I answered the questions enthusiastically and wisely, but from the arched eyebrow, minor eye roll and copious note taking by the interviewer, I assume my words were interpreted as the rantings of an old lady rather than the wisdom of age.
Final question -- "Where do you see yourself in 5 years?" I babbled something appropriate like if I'm happy in a job I tend to stay, blah, blah, blah. But my mental image pictures told a different story --- retirement, baby, retirement.
If the HR child thought my wide grin was brought on by dreams of having him for a boss, I didn't disabuse him.
Saturday, January 19, 2008
And the Toni Goes To.....
Even though it wasn't as chemical an odor as I remembered, it was enough. One whiff and I was 10 years old, sitting on a stool in the bathroom staring with dread at the Toni box. It was Saturday, nearly Easter and the thought of a Spring makeover possessed my mother -- possessed her to the point of inflicting a home permanent on her youngest daughter.
In retrospect, I consider this an episode of child abuse. There was weeping - mine -- and gnashing of teeth -- Mother's, who was annoyed by my constant fidgeting. I hated the smell, the endless waiting for the chemistry experiment to take hold, the rollers that reminded me of pink (for girls, of course) chicken bones. But most of all I hated the results.
They were nothing at all like the twins on the commericals. You were supposed to guess which one had the Toni. They both had wavy, soft curly hair so it was a difficult choice. But unlike either TV twin, I looked like a chia pet.
I kept tugging at my hair hoping to de-curl it even though Mother kept assuring me that the frizz would be gone by school on Monday. This is the same woman who lied to me about Santa Claus and the Tooth Fairy, so by age 10 her credibility was weak.
It took months for the frizz to settle down. Months of wearing scarves and answering to the name Brillo head on the playground. They don't call it "permanent" for nothing.
Tuesday, January 8, 2008
Like It's Amazing, Literally!
I'm not sure what happened that pushed me over the edge, but I have recently assumed the role of official language curmudgeon. I've always liked reading, writing and playing with words. And while I'm very attuned to usage and proper grammar, I'm not one of those annoying people who corrects someone while they're talking. In the privacy of my head however, I circle their mistakes in red just like the nuns did on my high school essays.
Take the word "amazing" for example. Webster defines it as "filled with great surprise or sudden wonder; astonishing".

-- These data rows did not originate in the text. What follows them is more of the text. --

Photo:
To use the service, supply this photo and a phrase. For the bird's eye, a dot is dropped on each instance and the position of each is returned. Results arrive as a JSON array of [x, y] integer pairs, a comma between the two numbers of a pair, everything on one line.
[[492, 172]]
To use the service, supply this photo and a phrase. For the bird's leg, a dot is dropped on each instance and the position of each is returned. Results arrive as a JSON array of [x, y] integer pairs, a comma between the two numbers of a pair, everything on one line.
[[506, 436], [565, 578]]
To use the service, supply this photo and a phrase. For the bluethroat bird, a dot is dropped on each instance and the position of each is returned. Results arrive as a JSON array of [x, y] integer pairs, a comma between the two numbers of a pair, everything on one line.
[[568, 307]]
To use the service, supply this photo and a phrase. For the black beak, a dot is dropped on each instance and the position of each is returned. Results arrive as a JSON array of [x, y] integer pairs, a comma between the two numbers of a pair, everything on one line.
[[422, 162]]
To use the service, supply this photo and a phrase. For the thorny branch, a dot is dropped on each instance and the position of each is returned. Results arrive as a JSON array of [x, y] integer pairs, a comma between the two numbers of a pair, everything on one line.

It's an uber descriptive, powerful adjective that works particularly well with life's memorable moments -- like childbirth, winning the lottery, viewing the Grand Canyon, hearing a prodigy play Chopin and other events of similar magnitude.

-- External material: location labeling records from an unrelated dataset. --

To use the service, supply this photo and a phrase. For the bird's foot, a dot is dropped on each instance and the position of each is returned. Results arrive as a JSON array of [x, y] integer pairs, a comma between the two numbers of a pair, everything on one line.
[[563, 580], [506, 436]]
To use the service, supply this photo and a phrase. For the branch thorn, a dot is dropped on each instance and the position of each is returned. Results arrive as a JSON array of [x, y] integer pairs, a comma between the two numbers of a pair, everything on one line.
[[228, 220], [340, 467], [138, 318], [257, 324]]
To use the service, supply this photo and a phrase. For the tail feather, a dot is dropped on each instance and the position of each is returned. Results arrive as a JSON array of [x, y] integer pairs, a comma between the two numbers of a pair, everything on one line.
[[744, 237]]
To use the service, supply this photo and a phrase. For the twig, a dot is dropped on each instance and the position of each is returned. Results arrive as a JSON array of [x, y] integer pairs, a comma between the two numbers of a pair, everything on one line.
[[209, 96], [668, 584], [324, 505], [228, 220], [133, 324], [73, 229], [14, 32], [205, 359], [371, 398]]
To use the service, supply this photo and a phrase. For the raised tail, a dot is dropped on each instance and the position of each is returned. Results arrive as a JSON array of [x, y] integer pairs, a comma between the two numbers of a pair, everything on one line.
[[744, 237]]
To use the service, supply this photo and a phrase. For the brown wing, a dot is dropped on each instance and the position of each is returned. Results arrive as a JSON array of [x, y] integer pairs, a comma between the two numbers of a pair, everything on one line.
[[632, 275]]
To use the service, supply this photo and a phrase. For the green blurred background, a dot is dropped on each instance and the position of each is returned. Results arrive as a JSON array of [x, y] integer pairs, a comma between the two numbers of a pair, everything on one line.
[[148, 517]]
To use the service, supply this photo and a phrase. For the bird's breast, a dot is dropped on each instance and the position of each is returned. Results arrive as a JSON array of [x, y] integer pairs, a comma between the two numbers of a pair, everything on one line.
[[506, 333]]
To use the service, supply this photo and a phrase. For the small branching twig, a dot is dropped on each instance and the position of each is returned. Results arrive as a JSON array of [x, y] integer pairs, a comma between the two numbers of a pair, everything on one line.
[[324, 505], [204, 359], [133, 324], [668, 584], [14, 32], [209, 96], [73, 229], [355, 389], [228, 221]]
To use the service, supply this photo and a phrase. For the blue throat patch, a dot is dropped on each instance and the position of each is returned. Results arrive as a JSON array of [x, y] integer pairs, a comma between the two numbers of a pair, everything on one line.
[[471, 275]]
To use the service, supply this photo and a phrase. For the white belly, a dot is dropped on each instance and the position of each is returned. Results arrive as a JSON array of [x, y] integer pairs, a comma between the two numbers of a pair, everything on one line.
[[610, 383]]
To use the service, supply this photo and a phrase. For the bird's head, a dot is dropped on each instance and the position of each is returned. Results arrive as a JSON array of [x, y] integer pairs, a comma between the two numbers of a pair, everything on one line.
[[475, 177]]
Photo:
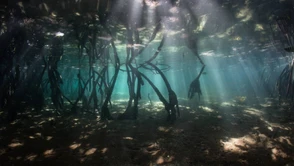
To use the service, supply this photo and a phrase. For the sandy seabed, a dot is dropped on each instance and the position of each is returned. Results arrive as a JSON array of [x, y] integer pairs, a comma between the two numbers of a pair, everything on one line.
[[207, 133]]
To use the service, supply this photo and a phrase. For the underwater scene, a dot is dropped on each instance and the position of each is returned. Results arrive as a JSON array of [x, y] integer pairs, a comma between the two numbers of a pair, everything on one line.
[[147, 82]]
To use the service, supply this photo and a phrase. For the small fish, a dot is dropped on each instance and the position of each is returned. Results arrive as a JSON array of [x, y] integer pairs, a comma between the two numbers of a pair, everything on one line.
[[104, 38]]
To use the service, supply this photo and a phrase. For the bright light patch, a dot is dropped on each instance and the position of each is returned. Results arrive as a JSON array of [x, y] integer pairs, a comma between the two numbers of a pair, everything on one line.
[[90, 151], [258, 27], [59, 34], [14, 145]]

Yet, a guest on the Today Show was telling Matt Lauer about an amazing olive tapenade, an amazing garlic mayonnaise and -- yes --- an amazing spicy guacamole. In that brief 4 minutes of fame segment, he used the word "amazing" 9 times. And just to further irritate me, he repeatedly drew out the second syllable so my ear spelled it "amaaaazing".
Give the man a thesaurus! Food is delicious, scrumptious, delectable, yummy, heavenly....and so on. But unless you're dining with the Dali Lama at the top of the Eiffel Tower it's rarely amazing.
Like I want to literally jump off the Golden Gate Bridge when I hear language misused. Wouldn't that be amazing?